Convert JS Date + Time to Different Time Zones

Suppose a user of your website select days times and account timezone:

2015-09-02 14:15:00 
2015-09-02 15:30:00
2015-09-03 17:10:00

Timezone: "America/Los_Angeles"

You send and keep this information at the server and the server should execute A function at the exact same local time the user needs it. At later time the user can change his timezone to "Europe/Stockholm" and we re-adjust the dates by this timezone.

How should the flow from client to server should look like? What are my actions? There is a lot of wrong and misinformation over the internet I really need some solid advice.

Here is what I came up with:

I save this javascript object to the database moment.tz("2015-09-02 14:15:00", "America/Los_Angeles").toDate()

and based on this date I execute the function and if we need to recalculate the timezone we just take days/times and use the same thing.

I have read that this way might not be adjusted to day light saving time and it's wrong. Help?

Upvotes: 1

Views: 1616

Answers (1)

Matt Johnson-Pint
Matt Johnson-Pint

Reputation: 241420

I'll answer this by dissecting your question into the relevant parts.

... the server should execute A function at the exact same local time the user needs it.

Ok, so I'll assume you are scheduling events to run in the future. This is important, as the approach would be completely different if you were recording timestamps for events that have already occurred.

... at later time the user can change his timezone to "Europe/Stockholm" and we re-adjust the dates by this timezone.

You should not adjust the dates of the events. Associate the time zone with the event, not with the user. You can have a per-user time zone also, and you can adjust for that time zone on display - but you should leave the original event time and time zone alone unless the user directly edits it. (Note, I'm making several assumptions about your project internals here, but this is best general advice).

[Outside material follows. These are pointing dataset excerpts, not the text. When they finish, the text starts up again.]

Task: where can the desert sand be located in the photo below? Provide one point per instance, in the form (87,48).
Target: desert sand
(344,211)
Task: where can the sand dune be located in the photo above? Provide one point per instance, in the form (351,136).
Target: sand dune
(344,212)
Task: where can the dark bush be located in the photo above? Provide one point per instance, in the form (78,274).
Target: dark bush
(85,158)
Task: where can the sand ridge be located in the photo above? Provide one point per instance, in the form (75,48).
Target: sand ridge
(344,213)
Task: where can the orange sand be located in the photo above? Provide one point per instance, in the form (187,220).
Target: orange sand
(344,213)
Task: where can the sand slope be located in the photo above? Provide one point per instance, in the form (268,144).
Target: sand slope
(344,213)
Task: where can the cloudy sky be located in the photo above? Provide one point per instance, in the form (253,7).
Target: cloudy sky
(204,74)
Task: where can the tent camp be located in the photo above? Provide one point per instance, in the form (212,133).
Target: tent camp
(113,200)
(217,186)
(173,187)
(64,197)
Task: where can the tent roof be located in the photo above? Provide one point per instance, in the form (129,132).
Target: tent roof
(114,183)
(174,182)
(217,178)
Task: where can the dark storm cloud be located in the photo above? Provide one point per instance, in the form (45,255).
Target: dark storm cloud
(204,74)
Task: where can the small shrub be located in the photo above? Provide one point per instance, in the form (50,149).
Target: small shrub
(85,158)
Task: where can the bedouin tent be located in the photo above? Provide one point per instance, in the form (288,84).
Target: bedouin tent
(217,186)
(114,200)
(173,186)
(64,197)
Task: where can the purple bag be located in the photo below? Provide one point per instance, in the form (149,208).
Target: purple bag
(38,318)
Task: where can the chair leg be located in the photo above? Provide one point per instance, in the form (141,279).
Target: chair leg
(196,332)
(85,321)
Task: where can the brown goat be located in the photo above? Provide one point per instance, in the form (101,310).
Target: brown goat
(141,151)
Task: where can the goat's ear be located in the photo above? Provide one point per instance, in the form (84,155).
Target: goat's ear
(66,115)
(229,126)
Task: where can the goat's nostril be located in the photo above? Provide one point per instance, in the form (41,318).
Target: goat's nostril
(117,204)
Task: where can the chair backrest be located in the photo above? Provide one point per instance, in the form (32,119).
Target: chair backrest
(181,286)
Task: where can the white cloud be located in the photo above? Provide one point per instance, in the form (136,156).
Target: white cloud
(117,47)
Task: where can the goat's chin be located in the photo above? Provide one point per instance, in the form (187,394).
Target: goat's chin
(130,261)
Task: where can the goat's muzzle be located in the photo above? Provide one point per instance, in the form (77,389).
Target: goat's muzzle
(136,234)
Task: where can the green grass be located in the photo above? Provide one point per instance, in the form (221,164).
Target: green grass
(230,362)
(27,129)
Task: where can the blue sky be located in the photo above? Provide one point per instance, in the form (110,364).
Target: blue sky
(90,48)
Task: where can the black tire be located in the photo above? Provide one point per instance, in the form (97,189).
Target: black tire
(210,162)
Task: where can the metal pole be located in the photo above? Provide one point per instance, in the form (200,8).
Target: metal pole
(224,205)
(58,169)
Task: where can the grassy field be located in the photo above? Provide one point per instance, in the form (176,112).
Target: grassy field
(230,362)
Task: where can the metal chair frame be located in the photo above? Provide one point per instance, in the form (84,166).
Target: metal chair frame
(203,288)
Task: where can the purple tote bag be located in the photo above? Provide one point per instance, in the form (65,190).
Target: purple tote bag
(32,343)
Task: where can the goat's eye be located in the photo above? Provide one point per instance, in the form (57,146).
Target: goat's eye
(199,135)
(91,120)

I save this javascript object to the database moment.tz("2015-09-02 14:15:00", "America/Los_Angeles").toDate()

The JS Date object represents an instant in time, but projects it using the local time zone of where the code is running. Therefore, any time zone adjustment you do with moment-timezone will be undone as soon as you call toDate. You should avoid calling toDate. Instead, use moment's functions, such as format, which can retain the time zone offset.

I have read that this way might not be adjusted to daylight saving time and it's wrong.

Not sure where you read that, but that's incorrect. Both the Date object and a moment object (whether using moment-timezone or not) can properly account for DST.

You may also wish to review some of the other answers I've written about scheduling future events. Start with this one, and follow links to other posts.